Strasbourg, 04/05/2004 (Agence Europe) - As predicted, the censure motion presented by 63 MEPs against the Prodi Commission, on the matter of the way the Eurostat affair was managed, was rejected, on 4 May in Strasbourg, by 88 votes in favour and 515 against, with 63 abstentions.
In the "whereas" of the motion, signatories above all note that the European Commission has not designated anyone responsible for the Eurostat affair and that it is not satisfactory that the extremely serious criticism about the behaviour of the Commission and of Commissioner Solbes in the Eurostat affair, as set out by the Parliament in its resolution of 29 January 2004, had only received in response press declarations by Commissioner Solbes stating that he had always acted in an appropriate manner. The signatories say that, given the lack of confidence that it has suffered, the Commission must assume collective responsibility for its failure to act further to a number of requests considered crucial by the Parliament in a series of resolutions. They reproach the European Commission with having failed to fulfil its own commitments with a view to "zero tolerance" and the "best administration in the world".

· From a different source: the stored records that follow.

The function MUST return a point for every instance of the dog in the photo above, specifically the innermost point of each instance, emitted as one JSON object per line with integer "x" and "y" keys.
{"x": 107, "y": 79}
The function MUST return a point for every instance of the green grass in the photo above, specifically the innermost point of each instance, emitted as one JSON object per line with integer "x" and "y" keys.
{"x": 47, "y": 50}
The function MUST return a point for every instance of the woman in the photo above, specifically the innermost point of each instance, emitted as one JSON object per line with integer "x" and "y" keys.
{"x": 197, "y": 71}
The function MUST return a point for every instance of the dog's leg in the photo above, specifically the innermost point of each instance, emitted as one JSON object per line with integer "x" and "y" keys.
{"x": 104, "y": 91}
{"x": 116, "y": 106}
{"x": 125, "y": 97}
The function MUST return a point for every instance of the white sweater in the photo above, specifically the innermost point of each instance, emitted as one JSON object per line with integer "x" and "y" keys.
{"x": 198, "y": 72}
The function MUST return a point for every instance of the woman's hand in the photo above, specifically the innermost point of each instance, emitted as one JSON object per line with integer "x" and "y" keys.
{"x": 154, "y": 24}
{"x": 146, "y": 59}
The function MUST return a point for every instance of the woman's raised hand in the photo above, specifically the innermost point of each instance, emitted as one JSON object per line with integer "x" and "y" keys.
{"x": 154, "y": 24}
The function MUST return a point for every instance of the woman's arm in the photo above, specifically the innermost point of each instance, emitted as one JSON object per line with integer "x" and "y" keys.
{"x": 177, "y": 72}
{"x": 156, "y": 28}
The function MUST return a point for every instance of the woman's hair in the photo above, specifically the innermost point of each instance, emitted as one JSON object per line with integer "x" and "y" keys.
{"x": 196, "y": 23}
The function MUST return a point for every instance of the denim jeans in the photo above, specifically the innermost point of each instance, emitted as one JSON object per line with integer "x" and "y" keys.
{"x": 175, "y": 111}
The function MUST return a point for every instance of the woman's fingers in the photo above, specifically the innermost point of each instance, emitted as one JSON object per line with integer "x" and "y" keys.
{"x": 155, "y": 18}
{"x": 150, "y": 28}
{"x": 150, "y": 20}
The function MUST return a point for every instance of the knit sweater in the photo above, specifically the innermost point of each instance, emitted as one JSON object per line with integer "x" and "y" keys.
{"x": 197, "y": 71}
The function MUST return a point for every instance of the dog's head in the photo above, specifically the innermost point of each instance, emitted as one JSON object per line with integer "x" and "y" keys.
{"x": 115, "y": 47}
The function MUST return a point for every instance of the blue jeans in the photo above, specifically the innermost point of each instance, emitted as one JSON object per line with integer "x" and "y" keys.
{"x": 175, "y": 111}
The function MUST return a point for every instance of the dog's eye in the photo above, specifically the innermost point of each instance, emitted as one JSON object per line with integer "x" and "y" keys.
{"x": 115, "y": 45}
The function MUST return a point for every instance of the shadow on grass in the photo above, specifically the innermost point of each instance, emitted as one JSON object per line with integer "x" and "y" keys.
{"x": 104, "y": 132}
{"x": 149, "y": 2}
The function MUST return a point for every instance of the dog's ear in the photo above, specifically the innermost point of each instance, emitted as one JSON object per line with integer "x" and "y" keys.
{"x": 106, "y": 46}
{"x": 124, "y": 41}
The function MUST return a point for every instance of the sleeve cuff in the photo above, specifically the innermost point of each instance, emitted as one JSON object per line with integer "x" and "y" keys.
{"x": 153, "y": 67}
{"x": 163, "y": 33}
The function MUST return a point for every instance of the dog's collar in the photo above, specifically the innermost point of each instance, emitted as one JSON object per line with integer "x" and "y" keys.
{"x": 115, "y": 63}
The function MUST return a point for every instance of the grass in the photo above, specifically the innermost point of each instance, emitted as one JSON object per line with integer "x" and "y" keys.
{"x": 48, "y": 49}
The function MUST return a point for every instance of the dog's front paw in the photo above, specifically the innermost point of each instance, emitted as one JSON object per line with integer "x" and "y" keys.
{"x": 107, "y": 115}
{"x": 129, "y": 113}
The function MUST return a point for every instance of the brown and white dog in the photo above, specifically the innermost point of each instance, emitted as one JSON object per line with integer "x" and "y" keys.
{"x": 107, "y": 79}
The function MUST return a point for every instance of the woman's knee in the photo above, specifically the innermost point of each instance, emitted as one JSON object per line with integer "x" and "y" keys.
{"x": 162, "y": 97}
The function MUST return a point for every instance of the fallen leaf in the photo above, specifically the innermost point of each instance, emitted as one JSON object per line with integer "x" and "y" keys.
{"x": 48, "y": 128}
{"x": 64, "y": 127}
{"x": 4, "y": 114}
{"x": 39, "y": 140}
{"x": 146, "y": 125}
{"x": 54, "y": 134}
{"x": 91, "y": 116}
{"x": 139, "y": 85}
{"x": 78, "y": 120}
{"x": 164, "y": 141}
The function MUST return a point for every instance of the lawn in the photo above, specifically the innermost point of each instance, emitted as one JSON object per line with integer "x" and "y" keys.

Those signing the motion, headed by Jens-Peter Bonde, President of the Group of a Europe of Democracies and Diversities, are mainly members of the Union for a Europe of Nations and European United Left/Nordic Greens Left groups, but also some members of the Greens/European Radical Alliance group and the EPP-ED Group (mainly British Conservatives), Italian Radicals and non-attached.
All members of the EDD group voted for the censure except Véronique Mathieu, as did 17 members of GUE/NGL (especially Greek, French, Dutch, Finnish and Swedish members), 11 members of UEN (including 6 from the new Member States: the Poles Bielan, Kaminski, Libicki and Szczyglo, the Estonian Reiljan and the Slovakian Ziak), 11 members of EPP-ED (the British Callanan, Goodwill, Hannan, Heaton-Harris, Helmer, Nicholson, Villiers, the Irish Scallon, the Germans Schleicher and Stauner, and the Swede Sacredeus), the Belgian Socialist Jean-Maurice Dehousse, 7 members of the Greens/EFA group, and independents.